According to Axios, citing sources, AI chip startup Groq is seeking a new round of $650 million in funding, primarily to expand its inference cloud business. The company is currently betting on inference infrastructure based on its self-developed chips and systems, providing hosted AI application services to developers and enterprises.
Funds are being invested in reasoning cloud computing.
Groq's current business focus is on inference cloud, which provides a runtime environment for applications that require significant inference computing power. Compared to model training, inference corresponds to the actual processing after a user provides a prompt. The current AI market has a greater demand for this type of computing power and is closer to commercialization.
The report mentions that this round of financing will primarily involve existing investors. Groq hopes to use this funding to further expand its inference cloud business and strengthen its position in the AI infrastructure market.
They had a deal with Nvidia last year.
Groq reached a special deal with Nvidia last December. According to reports, the deal was worth approximately $20 billion, but it wasn't a full acquisition. The deal included the transfer of some senior Groq employees to Nvidia and Groq licensing its hardware technology to Nvidia.

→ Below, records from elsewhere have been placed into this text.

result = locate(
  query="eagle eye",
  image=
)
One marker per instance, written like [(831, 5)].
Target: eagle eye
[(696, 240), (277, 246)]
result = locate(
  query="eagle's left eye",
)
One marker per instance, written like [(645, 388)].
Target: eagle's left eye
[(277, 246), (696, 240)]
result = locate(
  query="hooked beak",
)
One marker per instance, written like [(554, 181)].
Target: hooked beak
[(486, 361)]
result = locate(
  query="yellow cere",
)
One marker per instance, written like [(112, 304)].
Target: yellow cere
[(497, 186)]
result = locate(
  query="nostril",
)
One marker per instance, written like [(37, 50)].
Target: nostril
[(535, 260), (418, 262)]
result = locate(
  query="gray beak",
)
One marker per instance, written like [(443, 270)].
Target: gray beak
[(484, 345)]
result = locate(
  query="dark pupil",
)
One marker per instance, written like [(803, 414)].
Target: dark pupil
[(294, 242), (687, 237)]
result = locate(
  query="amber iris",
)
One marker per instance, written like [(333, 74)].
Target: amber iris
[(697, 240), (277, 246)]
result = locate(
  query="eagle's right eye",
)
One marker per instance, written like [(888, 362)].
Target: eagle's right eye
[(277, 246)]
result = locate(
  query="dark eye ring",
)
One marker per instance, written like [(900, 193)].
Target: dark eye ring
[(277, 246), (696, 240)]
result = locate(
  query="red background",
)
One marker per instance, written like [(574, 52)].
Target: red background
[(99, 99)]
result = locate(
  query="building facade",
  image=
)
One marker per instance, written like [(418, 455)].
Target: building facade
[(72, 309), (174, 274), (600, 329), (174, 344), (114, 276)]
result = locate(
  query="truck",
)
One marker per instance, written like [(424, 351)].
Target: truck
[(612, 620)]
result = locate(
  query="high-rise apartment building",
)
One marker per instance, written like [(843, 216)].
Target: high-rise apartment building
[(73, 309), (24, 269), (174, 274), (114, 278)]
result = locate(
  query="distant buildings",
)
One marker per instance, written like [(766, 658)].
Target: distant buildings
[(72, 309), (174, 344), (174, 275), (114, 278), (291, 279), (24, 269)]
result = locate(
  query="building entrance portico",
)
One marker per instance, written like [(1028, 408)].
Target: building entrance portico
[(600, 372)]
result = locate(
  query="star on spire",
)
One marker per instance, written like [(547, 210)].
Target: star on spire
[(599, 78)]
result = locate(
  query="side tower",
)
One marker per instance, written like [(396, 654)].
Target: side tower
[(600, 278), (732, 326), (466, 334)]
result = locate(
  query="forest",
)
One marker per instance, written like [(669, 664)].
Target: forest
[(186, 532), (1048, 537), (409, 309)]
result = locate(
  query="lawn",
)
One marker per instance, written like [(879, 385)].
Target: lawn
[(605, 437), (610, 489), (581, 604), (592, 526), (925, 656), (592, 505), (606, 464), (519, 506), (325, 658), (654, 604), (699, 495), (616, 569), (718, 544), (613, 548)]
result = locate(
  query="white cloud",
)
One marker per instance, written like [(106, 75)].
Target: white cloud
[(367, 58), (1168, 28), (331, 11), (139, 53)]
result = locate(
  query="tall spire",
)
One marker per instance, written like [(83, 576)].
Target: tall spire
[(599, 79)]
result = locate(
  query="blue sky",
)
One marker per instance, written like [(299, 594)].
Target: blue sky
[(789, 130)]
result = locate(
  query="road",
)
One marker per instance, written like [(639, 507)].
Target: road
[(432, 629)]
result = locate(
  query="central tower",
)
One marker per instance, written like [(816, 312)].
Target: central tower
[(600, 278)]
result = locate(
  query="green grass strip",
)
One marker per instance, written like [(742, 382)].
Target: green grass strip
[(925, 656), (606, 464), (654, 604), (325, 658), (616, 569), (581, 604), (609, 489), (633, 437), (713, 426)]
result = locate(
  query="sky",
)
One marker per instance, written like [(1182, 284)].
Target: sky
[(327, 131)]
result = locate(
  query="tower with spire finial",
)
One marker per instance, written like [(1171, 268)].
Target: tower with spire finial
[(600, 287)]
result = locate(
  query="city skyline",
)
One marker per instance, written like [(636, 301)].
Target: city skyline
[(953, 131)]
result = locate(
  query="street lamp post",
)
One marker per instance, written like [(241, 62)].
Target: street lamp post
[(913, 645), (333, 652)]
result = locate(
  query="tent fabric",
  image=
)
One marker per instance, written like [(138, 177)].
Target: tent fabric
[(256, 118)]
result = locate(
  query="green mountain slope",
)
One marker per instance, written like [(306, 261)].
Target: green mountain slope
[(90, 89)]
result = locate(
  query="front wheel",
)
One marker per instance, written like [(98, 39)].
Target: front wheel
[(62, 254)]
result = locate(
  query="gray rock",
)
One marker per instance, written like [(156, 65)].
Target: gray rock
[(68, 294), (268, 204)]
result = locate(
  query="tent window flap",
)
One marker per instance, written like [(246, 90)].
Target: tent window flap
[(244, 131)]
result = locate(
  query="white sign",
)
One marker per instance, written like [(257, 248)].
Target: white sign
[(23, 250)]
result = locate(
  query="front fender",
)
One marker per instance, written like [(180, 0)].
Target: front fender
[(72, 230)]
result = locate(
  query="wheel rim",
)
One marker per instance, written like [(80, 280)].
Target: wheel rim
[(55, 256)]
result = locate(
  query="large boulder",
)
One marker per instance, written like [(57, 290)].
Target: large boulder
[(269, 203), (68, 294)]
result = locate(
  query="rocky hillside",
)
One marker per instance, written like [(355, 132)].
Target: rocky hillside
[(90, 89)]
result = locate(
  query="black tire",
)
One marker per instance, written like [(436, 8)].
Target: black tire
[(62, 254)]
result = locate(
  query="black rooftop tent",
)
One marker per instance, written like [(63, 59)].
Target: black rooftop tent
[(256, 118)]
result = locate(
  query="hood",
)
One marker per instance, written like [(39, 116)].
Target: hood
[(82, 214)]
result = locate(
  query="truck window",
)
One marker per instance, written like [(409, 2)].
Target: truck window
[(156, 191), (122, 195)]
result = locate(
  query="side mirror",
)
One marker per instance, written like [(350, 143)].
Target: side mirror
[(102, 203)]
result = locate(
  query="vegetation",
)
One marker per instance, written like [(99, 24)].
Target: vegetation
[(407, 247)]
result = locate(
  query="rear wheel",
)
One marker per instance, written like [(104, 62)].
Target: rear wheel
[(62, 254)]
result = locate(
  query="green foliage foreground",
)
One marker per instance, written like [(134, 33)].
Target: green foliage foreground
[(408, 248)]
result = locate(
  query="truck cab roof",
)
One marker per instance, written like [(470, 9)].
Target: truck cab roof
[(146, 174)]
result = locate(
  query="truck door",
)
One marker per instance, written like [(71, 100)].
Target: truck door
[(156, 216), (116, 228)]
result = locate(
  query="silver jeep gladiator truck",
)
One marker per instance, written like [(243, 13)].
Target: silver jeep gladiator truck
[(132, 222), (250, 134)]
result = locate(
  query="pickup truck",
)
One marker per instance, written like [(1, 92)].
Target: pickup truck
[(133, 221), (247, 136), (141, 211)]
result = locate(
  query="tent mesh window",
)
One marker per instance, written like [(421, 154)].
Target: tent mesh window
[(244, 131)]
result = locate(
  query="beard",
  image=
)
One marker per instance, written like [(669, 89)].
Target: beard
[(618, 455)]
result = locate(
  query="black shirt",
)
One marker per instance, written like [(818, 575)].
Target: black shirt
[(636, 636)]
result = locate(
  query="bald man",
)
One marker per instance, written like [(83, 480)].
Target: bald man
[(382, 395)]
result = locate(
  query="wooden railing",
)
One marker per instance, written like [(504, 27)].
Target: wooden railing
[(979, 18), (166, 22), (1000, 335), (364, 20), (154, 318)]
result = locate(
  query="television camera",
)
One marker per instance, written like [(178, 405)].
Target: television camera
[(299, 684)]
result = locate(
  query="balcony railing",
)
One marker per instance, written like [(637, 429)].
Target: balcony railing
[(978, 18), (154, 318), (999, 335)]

Axios stated that this arrangement provided Groq's investors with a cash return. If calculated on a full acquisition basis, this could have been the largest acquisition in Nvidia's history.
Existing shareholders may fill the financing gap.
Currently, Groq's new direction is being driven by interim CEO Adam Winter and CFO Matt Eng. The company is reorganizing its growth plans around its inference cloud business.
According to reports, Groq's investors Disruptive and Infinitium have agreed to fill the funding gap in this round should other existing shareholders not participate in the investment proportionally. This means that the $650 million in funding is, to some extent, secured.
If the funding round is completed, Groq will continue to focus on inference-side infrastructure rather than competing on the training side. This also reflects the shift in focus of the AI chip and cloud services market towards inference computing power supply.